Collective individual defined contribution (CIDC) schemes have the advantage over collective defined contribution (CDC) schemes, a study by the University of Utrecht has found.
The study, which was undertaken for the Pensions Institute at the Cass Business School, found that CIDC schemes have a number of important advantages over CDC schemes.
Researchers professor Hans van Meerten and Elmar Schmidt found that despite both schemes featuring collective asset pooling, CDC schemes leave little room for individual risk management. On the other hand, the study found that CIDC schemes can accommodate such individual risk management and feature less complex rules for asset allocation.
In addition, while both scheme types place the risks on pension scheme members, there being no external risk bearer, there is still greater risk sharing amongst scheme members than in individual defined contribution (IDC) arrangements which is what most private sector employees have in the UK.
As a result, the researchers believe scheme members should be duly informed of their legal position vis-à-vis their employer and pension provider. CIDC schemes feature individual pension accounts, making the identification of a scheme member’s pension pot easier. This is not the same as individual ownership of the pension pot, which (typically) lies with the provider.
Furthermore, the researchers said that the UK’s pension freedoms, which allow people to take their pot as a lump sum, is contrary to the idea of collective risk sharing in CDC and CIDC schemes.
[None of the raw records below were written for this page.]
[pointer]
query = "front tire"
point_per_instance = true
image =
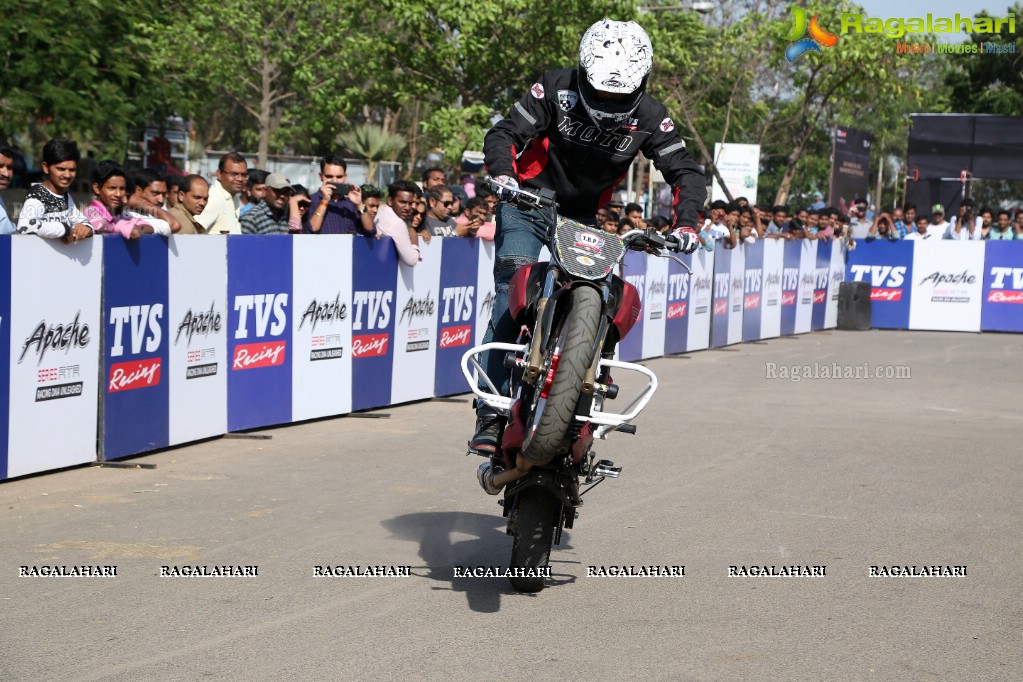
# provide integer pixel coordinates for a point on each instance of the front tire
(534, 534)
(578, 341)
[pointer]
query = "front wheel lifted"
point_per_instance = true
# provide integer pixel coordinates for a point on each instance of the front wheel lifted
(534, 533)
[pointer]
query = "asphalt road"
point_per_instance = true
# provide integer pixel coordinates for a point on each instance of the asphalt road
(729, 468)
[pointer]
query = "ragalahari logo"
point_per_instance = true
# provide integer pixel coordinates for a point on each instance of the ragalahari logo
(818, 37)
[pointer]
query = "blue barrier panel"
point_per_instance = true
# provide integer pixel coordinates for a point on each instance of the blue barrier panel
(1003, 303)
(136, 394)
(5, 358)
(259, 317)
(753, 300)
(821, 278)
(888, 266)
(374, 280)
(722, 297)
(459, 274)
(630, 348)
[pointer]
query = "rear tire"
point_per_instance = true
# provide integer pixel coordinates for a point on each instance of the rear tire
(578, 338)
(534, 534)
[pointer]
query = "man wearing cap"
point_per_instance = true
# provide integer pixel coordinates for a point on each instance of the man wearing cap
(270, 215)
(938, 226)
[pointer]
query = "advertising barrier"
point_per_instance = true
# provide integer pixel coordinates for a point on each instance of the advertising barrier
(136, 394)
(197, 337)
(374, 276)
(55, 347)
(1002, 309)
(298, 327)
(259, 320)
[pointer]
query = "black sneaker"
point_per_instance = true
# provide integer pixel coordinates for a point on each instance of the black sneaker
(487, 440)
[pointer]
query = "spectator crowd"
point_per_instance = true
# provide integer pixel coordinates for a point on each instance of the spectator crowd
(247, 200)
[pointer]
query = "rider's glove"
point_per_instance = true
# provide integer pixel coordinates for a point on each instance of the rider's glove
(688, 239)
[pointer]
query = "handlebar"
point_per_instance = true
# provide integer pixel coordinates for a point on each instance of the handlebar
(522, 196)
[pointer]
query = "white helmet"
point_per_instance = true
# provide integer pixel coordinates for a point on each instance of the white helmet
(614, 57)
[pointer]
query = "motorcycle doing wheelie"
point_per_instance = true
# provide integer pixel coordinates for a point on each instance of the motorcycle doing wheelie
(572, 311)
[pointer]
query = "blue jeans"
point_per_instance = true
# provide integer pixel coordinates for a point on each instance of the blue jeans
(518, 240)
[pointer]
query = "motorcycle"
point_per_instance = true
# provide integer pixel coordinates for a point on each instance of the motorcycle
(573, 311)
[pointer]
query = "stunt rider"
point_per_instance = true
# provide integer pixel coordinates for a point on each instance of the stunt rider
(577, 132)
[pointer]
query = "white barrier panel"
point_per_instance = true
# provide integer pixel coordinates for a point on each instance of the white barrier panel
(54, 353)
(415, 328)
(770, 310)
(947, 283)
(807, 272)
(197, 314)
(654, 305)
(321, 336)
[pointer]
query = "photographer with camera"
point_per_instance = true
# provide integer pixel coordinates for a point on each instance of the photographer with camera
(337, 207)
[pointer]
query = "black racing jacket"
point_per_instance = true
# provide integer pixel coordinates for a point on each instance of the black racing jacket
(549, 141)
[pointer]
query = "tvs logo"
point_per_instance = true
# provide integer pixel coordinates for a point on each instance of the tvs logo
(134, 374)
(452, 336)
(265, 306)
(567, 99)
(676, 310)
(369, 346)
(886, 280)
(255, 356)
(1005, 297)
(818, 37)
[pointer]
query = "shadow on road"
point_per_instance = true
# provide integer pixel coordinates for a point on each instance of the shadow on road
(487, 545)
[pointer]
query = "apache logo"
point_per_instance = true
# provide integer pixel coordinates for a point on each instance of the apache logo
(818, 37)
(56, 337)
(487, 307)
(567, 99)
(451, 336)
(678, 287)
(754, 280)
(198, 323)
(578, 129)
(324, 312)
(143, 325)
(937, 278)
(457, 304)
(417, 308)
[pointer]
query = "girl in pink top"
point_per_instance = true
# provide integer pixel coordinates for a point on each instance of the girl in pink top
(109, 186)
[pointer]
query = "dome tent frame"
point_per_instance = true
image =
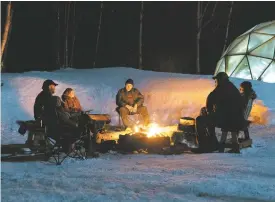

The paper supports a recent submission by Pensions Institute director professor David Blake to the UK’s Work and Pensions Select Committee which argued that CDC schemes might be the only form of collective pension scheme that is feasible in the short term.
Blake said the University of Utrecht paper comes at a crucial time in the ongoing debate around pensions.
“In the Netherlands as in the UK, a discussion questioning the sustainability and complexity of DB schemes and their pension promise is taking place and it is useful for us to learn from their experience.
“CIDC schemes do have an advantage – they maintain individual accounts and are better able to deal with sudden cash withdrawals than CDC schemes, yet are still able to exploit economies of scale to the full which lowers costs through, for example, automatic enrolment and the pooling of investment and longevity risks.”
Therefore, Blake recommends the government examines the feasibility of establishing CIDC – for both the accumulation and decumulation phases.
“Such schemes would be compatible not only with the defined ambition agenda, they would also be compatible with the new pension flexibilities following the 2014 Budget, while, at the same time, exploiting economies of scale to the full and allowing a high degree of risk pooling,” he said.